For months, she had bitten her tongue, ignored desires, walked calmly away instead of rushing head-first into the flames. It hadn’t mattered. Michael James had made her realize what she’d feared deep down all along was true. She was not safe.

She shook her head to clear the man’s image from her mind, releasing a sigh of relief at her close call. The man was a criminal, for goodness sake, reaffirming her belief she couldn’t trust her own faculties of attraction. Desire clouded the mind, sent logic and common sense scurrying.

She took a deep breath, hands steady on the wheel, and moved the car forward at a reasonable speed.
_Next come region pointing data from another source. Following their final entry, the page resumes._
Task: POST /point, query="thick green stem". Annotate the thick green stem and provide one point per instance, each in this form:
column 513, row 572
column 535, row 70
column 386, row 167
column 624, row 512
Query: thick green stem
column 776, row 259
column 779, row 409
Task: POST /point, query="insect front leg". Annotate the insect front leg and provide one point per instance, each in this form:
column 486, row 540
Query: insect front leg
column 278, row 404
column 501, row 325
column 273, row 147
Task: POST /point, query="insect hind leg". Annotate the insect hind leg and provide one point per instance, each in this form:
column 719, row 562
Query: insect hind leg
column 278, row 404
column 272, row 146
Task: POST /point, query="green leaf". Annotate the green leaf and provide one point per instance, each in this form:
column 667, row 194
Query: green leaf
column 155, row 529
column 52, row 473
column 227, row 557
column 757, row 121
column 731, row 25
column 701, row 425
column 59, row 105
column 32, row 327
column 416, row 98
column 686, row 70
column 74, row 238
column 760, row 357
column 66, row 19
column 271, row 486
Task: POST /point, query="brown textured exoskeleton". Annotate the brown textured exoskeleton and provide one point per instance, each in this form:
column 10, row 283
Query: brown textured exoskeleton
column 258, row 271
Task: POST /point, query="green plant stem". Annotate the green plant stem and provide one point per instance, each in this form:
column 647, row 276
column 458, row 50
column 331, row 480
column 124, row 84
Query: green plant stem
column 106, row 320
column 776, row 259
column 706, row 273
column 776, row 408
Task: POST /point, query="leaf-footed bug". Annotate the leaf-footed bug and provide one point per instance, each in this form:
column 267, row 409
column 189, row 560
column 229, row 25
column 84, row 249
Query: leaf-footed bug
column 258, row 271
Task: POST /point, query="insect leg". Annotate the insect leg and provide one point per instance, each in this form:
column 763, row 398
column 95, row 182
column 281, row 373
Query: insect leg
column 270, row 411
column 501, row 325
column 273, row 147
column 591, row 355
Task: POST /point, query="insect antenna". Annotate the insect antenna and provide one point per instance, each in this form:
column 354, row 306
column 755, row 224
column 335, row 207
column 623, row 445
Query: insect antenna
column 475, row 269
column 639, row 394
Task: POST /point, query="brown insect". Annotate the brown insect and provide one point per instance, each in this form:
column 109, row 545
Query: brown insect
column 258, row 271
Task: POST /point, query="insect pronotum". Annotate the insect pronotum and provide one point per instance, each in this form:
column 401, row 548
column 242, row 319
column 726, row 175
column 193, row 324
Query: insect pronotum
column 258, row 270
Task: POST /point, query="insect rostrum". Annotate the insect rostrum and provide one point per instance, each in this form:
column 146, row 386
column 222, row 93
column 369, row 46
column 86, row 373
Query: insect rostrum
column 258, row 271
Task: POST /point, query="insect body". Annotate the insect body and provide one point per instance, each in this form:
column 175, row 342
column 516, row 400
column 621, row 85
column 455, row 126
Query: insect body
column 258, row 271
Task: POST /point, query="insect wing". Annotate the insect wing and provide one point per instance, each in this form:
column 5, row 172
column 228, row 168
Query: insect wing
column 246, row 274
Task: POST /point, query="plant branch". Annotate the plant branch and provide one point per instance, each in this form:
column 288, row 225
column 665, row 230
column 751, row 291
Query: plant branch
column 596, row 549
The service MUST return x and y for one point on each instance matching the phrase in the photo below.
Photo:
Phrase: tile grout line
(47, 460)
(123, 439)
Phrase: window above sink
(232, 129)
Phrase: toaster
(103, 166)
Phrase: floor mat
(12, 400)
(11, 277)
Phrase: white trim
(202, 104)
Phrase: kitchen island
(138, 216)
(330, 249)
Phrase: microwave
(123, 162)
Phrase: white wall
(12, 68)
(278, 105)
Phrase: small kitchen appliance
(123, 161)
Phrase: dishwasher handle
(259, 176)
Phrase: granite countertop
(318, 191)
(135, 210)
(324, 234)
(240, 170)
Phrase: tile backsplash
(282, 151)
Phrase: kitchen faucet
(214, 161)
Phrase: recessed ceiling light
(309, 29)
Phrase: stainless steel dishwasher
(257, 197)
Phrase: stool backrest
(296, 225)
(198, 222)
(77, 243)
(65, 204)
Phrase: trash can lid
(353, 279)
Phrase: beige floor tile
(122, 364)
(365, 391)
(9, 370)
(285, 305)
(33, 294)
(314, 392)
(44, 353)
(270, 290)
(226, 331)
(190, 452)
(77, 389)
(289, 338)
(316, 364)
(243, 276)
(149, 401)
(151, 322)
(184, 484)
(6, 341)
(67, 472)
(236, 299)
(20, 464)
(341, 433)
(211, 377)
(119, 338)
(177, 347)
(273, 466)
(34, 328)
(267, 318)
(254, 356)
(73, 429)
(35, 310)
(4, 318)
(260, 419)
Her composed world had been threatened, but it wouldn’t be toppled by one smiling stiff. Last night was already on its way to becoming an anecdote for Grey’s colleagues. According to the police, Michael James was probably heading to the border. And she was on her way home to take a long, hot shower, crawl into bed with the latest Mary Higgins Clark novel and dismiss the brief, disturbing appearance of Michael James in her life.

She reached for the radio’s buttons, the quiet she usually sought seeming unnaturally still. As she clicked the radio’s on button, she heard a voice, but it did not come from the speakers. It came from directly behind her. A voice she’d heard before. A voice she’d never expected to hear again.

“Beautiful day to be alive, isn’t it, darling?” Michael James observed from the car’s backseat.